Chaoge lo examinó cuidadosamente y descubrió que se trataba de una pila de papel de incienso de dos metros de alto y tres metros de ancho, apilada ordenadamente, sin señales de haber sido tocada.

A Chaoge le pareció un poco extraño que las huellas hubieran desaparecido de repente. Normalmente, uno supondría que la persona misteriosa habría movido la pila de papeles y se habría escondido detrás, pero la pila de papel de incienso, cubierta de polvo y telarañas, no había sido tocada en absoluto.

Chaoge miró a izquierda y derecha del montón de papel de incienso. A un lado había pilas de delgados ataúdes de madera, y al otro, fardos y pilas de ropas funerarias. No se veía lo que había detrás, y ambos estaban cubiertos de una espesa capa de polvo.

¿Acaso la persona misteriosa surgió repentinamente del suelo?

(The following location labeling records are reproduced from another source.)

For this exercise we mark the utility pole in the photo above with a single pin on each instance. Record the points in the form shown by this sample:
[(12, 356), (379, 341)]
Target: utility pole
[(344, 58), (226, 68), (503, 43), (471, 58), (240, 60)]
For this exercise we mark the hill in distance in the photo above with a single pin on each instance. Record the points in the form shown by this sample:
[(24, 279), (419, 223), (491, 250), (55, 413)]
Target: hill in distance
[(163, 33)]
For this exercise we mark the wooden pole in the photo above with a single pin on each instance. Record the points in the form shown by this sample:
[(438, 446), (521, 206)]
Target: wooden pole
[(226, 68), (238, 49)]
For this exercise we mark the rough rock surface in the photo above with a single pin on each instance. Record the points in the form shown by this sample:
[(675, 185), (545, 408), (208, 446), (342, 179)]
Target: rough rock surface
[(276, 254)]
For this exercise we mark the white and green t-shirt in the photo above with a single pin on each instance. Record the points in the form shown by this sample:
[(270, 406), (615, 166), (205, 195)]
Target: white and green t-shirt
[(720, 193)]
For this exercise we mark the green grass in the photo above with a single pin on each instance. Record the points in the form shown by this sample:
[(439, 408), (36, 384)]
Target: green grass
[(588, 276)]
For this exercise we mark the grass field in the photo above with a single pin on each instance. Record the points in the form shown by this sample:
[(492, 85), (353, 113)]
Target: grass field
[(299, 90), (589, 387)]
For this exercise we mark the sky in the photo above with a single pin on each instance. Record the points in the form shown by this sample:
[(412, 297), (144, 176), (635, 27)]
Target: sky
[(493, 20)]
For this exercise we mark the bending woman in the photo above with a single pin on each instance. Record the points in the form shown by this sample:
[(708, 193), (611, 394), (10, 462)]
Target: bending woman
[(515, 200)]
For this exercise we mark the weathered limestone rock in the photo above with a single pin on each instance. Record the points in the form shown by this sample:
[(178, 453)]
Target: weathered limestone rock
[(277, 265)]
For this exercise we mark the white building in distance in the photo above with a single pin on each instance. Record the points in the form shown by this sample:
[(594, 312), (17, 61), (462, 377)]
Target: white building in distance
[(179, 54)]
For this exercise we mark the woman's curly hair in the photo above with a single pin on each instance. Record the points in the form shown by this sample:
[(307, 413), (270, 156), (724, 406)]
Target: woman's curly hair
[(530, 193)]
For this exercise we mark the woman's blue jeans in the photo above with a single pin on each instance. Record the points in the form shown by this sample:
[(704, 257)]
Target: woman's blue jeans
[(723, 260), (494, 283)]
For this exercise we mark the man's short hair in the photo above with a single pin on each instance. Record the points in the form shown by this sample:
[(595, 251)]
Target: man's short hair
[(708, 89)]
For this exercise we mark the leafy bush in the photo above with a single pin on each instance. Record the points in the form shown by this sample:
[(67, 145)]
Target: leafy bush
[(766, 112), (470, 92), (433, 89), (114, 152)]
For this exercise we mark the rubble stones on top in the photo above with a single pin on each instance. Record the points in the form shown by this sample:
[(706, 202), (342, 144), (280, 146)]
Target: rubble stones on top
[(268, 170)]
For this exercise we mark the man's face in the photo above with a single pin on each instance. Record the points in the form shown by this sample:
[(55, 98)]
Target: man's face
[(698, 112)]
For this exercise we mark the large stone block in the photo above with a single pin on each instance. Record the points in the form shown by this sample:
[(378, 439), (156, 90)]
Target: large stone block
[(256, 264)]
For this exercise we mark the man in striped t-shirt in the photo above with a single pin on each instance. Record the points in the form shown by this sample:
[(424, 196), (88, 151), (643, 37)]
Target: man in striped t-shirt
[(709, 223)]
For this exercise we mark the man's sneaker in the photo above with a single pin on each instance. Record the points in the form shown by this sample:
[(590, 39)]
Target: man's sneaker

Es improbable. Dejando de lado que esta persona camina como si estuviera gravemente enferma, la pila de papel de incienso mide dos metros de altura. A juzgar por la longitud y el ancho de las huellas, esta persona no es baja ni está hecha de papel. ¿Cómo podría cruzarla fácilmente?

Pero esta persona simplemente desapareció inexplicablemente en el aire.

Chaoge volvió a agacharse y examinó con atención el último par de huellas. Mientras su mirada vagaba, notó vagamente algo inusual en el suelo, a un metro aproximadamente a la izquierda de las huellas.